Four separate concepts, permanently

Registered AgentExecution ProfileProvider ConnectionAdapter Registry
AnswersWhat may this agent do?How should the model execute?Whose account/credentials are used?How does CARC talk to a provider protocol?
EntityRegisteredAgentExecutionProfileProviderConnectionRegisteredAdapterSummary
Linked fromagent's execution_profile_idprofile's provider_connection_idprofile's adapter_id
Tenant-scoped?YesYesYes — always looked up under the requesting agent's own tenantNo — shared across tenants

A ProviderConnection never contains model, temperature, timeout, or retry configuration — that's exclusively ExecutionProfile's concern (see Execution Profiles for the full resolution order a managed execution goes through).

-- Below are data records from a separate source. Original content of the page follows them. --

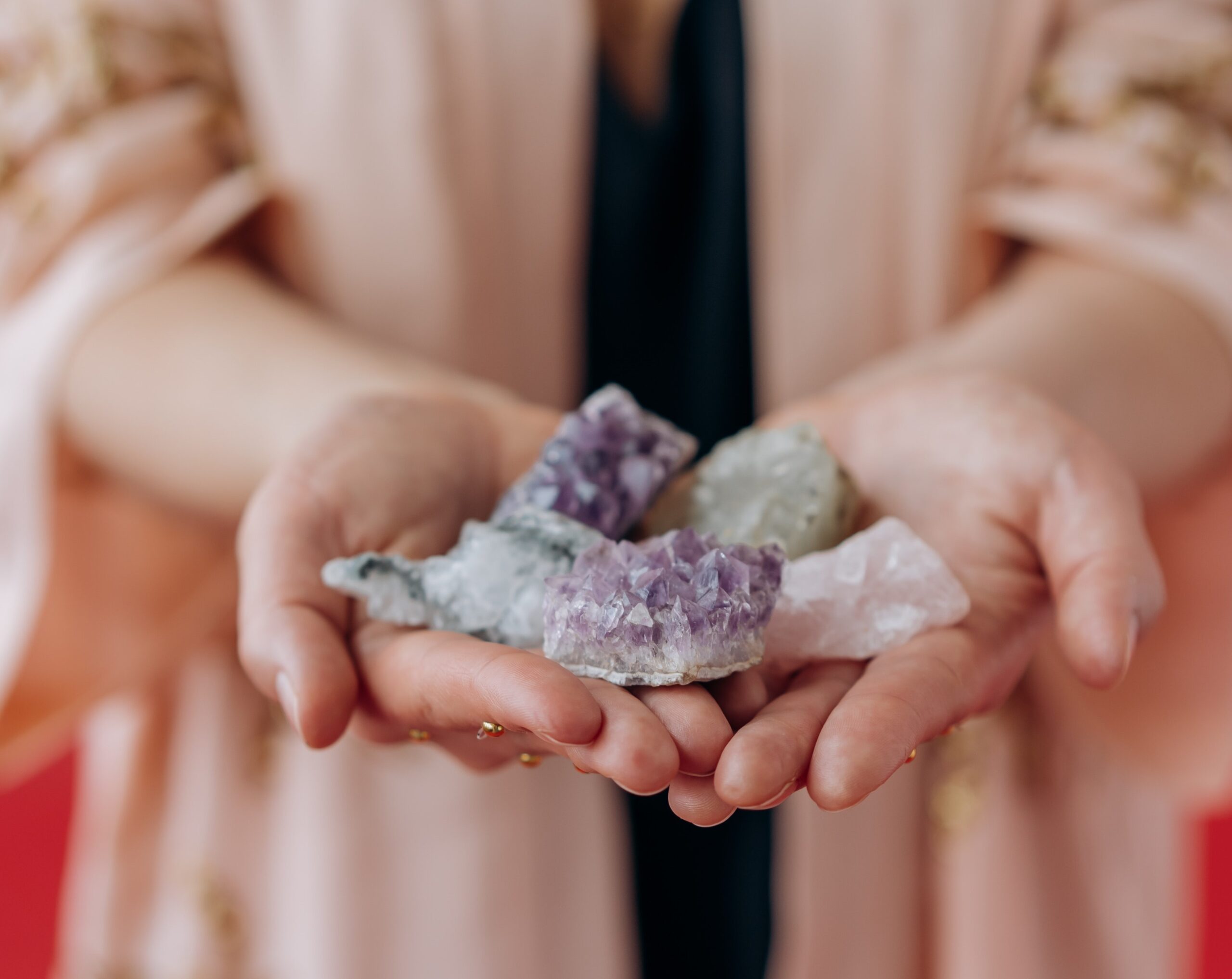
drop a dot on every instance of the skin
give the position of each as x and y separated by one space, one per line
1037 514
1018 445
1030 506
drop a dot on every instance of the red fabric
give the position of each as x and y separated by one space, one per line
1217 950
34 830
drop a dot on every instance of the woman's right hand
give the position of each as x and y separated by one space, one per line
401 475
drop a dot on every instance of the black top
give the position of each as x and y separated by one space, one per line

A single connection may back many execution profiles — e.g. one tenant OpenAI account behind both a fast-triage profile and a structured-clinical profile using different models.

Target architecture

text
Clinical Application
  |
  Agent Registry              <- governs whether the agent may run
  |
  Execution Profile             <- resolves HOW execution happens (model, params, timeouts)
  |
  Provider Connection            <- resolves WHOSE credentials are used
  |
  CredentialStore                 <- resolves the raw credential (never logged/returned)
  |
  ProviderAdapterFactory            <- builds a TRANSIENT, tenant-credentialed adapter instance
  |
  External Model Provider (the tenant's own account)
  |
  Standardized execution result (text + citations + safe metadata)
  |
  Runtime Control Engine      <- UNCHANGED evidence/policy/risk/Decision Controller

The Adapter Registry's own registered instance is never used to execute a customer's request — it only reports capabilities/status. Every managed execution builds a fresh adapter instance from the resolved ProviderConnection's credentials and the resolved ExecutionProfile's model/parameters, uses it exactly once, and discards it.

Provider Connection lifecycle

text
pending  ──validate (ok)──>  valid  ──disable──> disabled ──enable──> valid
   ▲                            │
   └──────rotate-credential─────┘
                (back to pending — must be re-validated)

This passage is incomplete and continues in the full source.